Commit Graph

19 Commits

Author SHA1 Message Date
Andrea Di Biagio 7aa0dbb664 [MCA] Slightly refactor the logic in ResourceManager. NFCI
This patch slightly changes the API in the attempt to simplify resource buffer
queries. It is done in preparation for a patch that will enable support for
macro fusion.

llvm-svn: 368994
2019-08-15 12:39:55 +00:00
Andrea Di Biagio 47db08dbb1 [MCA] Further refactor the bottleneck analysis view. NFCI.
llvm-svn: 362933
2019-06-10 12:50:08 +00:00
Andrea Di Biagio 6a989c358c [MCA][Scheduler] Change how memory instructions are dispatched to the pending set. NFCI
llvm-svn: 362302
2019-06-01 15:22:37 +00:00
Andrea Di Biagio 280ac1fd1d [MCA] Refactor class LSUnit. NFCI
This should be the last bit of refactoring in preparation for a patch that would
finally fix PR37494.

This patch introduces the concept of memory dependency groups (class
MemoryGroup) and "Load/Store Unit token" (LSUToken) to track the status of a
memory operation.

A MemoryGroup is a node of a memory dependency graph. It is used internally to
classify memory operations based on the memory operations they depend on.  Let I
and J be two memory operations, we say that I and J equivalent (for the purpose
of mapping instructions to memory dependency groups) if the set of memory
operations they depend depend on is identical.

MemoryGroups are identified by so-called LSUToken (a unique group identifier
assigned by the LSUnit to every group). When an instruction I is dispatched to
the LSUnit, the LSUnit maps I to a group, and then returns a LSUToken.
LSUTokens are used by class Scheduler to track memory dependencies.

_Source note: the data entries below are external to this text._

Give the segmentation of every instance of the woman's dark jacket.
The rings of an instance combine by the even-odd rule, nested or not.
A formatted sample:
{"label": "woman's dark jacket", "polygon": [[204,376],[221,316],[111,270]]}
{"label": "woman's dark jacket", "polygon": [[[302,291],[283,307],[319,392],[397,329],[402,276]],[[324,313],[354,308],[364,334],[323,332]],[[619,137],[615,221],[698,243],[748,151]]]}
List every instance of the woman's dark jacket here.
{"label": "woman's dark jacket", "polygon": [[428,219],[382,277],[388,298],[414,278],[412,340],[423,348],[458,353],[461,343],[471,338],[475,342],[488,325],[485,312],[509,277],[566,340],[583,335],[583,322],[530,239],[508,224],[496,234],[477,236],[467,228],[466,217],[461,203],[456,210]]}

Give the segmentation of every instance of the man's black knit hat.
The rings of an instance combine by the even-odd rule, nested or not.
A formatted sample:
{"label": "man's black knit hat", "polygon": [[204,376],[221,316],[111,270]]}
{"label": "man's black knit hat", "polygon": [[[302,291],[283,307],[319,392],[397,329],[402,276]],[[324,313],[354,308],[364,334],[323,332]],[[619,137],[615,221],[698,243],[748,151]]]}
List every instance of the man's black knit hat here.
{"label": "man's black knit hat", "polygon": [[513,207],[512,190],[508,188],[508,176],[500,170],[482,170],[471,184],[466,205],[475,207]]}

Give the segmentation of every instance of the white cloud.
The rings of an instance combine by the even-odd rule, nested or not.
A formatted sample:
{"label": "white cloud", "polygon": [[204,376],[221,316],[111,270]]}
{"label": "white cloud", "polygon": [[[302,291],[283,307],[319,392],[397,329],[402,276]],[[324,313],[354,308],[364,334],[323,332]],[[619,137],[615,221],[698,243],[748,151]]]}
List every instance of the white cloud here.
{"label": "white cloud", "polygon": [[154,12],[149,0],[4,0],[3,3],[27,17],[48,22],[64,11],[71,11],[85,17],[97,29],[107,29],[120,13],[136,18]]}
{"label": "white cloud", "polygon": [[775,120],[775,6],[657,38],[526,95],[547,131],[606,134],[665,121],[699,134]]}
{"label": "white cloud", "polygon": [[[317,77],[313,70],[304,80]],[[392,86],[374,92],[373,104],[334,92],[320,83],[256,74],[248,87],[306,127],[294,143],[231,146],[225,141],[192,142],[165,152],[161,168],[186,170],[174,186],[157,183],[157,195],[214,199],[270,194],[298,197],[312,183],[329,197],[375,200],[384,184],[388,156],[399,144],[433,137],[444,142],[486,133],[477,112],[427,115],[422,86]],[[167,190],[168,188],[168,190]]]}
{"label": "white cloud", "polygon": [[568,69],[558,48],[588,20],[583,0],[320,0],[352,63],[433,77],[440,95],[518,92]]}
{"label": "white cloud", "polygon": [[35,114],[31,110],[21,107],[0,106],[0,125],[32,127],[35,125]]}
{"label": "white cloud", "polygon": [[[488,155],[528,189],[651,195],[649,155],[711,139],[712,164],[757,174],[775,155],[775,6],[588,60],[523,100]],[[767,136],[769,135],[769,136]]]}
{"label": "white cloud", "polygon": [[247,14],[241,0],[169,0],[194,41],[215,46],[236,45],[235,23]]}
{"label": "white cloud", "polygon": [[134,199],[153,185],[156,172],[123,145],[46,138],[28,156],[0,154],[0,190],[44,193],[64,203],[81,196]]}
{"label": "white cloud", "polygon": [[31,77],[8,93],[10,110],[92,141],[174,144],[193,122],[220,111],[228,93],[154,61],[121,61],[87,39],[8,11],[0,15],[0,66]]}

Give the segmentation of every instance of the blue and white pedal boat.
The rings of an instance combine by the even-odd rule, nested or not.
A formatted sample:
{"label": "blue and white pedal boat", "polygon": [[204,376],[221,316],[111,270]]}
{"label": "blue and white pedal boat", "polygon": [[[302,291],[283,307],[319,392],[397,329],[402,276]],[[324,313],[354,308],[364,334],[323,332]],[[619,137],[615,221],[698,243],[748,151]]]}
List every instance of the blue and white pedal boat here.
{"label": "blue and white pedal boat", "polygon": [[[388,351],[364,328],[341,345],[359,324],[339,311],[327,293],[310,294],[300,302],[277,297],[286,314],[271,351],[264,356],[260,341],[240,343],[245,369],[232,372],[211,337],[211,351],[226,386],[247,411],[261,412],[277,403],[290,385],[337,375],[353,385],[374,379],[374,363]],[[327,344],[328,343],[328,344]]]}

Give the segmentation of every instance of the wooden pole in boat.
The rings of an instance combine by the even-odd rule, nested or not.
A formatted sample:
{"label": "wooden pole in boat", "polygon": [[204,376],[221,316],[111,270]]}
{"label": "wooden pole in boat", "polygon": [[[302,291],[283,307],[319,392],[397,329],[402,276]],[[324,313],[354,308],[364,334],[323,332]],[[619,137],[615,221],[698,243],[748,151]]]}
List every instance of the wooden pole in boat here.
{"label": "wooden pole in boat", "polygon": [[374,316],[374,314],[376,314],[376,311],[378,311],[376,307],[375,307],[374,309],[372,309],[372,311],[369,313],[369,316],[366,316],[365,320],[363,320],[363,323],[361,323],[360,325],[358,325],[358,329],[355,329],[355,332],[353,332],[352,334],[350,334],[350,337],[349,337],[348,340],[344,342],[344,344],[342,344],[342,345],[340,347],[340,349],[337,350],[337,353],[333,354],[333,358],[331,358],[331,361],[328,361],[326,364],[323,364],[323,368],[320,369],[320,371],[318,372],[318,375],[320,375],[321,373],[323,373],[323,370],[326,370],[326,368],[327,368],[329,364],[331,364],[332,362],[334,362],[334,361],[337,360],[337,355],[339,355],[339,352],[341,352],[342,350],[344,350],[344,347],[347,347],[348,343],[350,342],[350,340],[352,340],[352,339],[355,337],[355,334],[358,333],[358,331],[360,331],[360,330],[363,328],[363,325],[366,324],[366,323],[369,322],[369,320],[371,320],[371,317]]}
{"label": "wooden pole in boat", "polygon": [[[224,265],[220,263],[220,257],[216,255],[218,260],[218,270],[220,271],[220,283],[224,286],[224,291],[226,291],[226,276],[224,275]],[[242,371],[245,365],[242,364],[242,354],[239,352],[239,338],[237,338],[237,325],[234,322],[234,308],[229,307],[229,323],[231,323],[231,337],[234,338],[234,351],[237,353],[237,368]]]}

This patch simplifies the LSUnit interface and moves most of the implementation
details to its base class (LSUnitBase). There is no user visible change to the
output.

llvm-svn: 361950
2019-05-29 11:38:27 +00:00
Andrea Di Biagio c2493ce4a4 [MCA][Scheduler] Improved critical memory dependency computation.
This fixes a problem where back-pressure increases caused by register
dependencies were not correctly notified if execution was also delayed by memory
dependencies.

llvm-svn: 361740
2019-05-26 19:50:31 +00:00
Andrea Di Biagio a549dd2560 [MCA] Refactor the logic that computes the critical memory dependency info. NFCI
CriticalRegDep has been renamed CriticalDependency, and it is now used by class
Instruction to store information about the critical register dependency and the
critical memory dependency. No functional change intendend.

llvm-svn: 361737
2019-05-26 18:41:35 +00:00
Andrea Di Biagio dd0d9e01ee [MCA] Introduce class LSUnitBase and let LSUnit derive from it.
Class LSUnitBase provides a abstract interface for all the concrete LS units in
llvm-mca.

Methods exposed by the public abstract LSUnitBase interface are:
 - Status isAvailable(const InstRef&);
 - void dispatch(const InstRef &);
 - const InstRef &isReady(const InstRef &);

LSUnitBase standardises the API, but not the data structures internally used by
LS units. This allows for more flexibility.
Previously, only method `isReady()` was declared virtual by class LSUnit.
Also, derived classes had to inherit all the internal data members of LSUnit.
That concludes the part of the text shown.